In my April 2017 contribution to LBT, we alerted readers to a program that was due to come on line, entitled the Entrepreneur Parole Program.
Regulations were duly issued on January 17, 2017. Just prior to the new program becoming operative, the Department of Homeland Security (“DHS”) published a notice delaying implementation of the applicable regulations.
The likely unstated justification for the delay was the new Administration’s hostility to immigration, in general. A lawsuit was thereafter filed challenging the legality of the delay (in National Venture Capital association, et. al v. Duke, et. al.) .).
On December 1, 2017, the Federal District Court for the District of Columbia, in Washington DC, ruled that the delay was unjustified and ran afoul the Administrative Procedure Act. The Court ruled that the immigration service was obliged to begin accepting applications for parole.
As described previously, in the very bleak immigration landscape confronting foreign nationals, the Entrepreneur Parole Program represents a brighter patch.
To recap, the program purports to allow qualified entrepreneurs, who are developing businesses that would provide a “significant public benefit” to the U.S., to be admitted, under USCIS’s parole authority, to develop their enterprises for up to a maximum of ten years.
To remind readers what the program is all about, I have taken the liberty of re-capitulating my earlier article focusing on this program with some additions.
These are seven core highlights of the program:
1. An Entrepreneur by any other Name
To qualify as an entrepreneur under the Entrepreneur Parole Program, a candidate needs to demonstrate a “substantial ownership interest” in a “start-up” enterprise.
This means that an entrepreneur must control initially at least a 10% stake in the start-up enterprise and be in the position of taking a central and active role in its operations.
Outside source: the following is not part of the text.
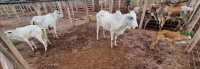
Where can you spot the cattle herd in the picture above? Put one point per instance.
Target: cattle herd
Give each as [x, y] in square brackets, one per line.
[116, 23]
[167, 11]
The entrepreneur must hold at least a 5% stake in the enterprise at the time an application for the extension of parole is adjudicated.
A start-up enterprise is defined as a “U.S. business entity” that has been formed within 5 years preceding adjudication of the application for entrepreneur parole, or formed within 5 years preceding the date a government award or grant is received in furtherance of the prospective venture.
2. What is a Qualified Investment
A “qualified investment” is an investment derived by lawful means and can involve the purchase of equity and/or convertible debt. Significantly, the definition of “qualified investment” does not include an investment directly or indirectly made by the entrepreneur, herself, or made by family members of the entrepreneur.
3. Parole Qualifications
If the candidate is an “entrepreneur” who intends to develop a “start-up enterprise”, the next requirement is that, within 18 months prior to the filing of the request for parole application, the enterprise has received at least $250,000 in investment funds from qualified investors, or at least $100,000 in government grants and awards, or otherwise can show, through alternative evidence, “substantial potential for rapid growth and job creation.”
“Rapid growth and job creation” means generating over a 5-year time horizon at least $500,000 in revenue, showing, on average, 20% revenue growth annually, and the creation of at least 5 full time jobs available to U.S. citizens, permanent residents, and certain qualified non-immigrants.
Finally, it is mandated that the start-up enterprise show that it has received, over the five-year initial parole term, at least $500,000 from qualified investors and/or in government awards and grants.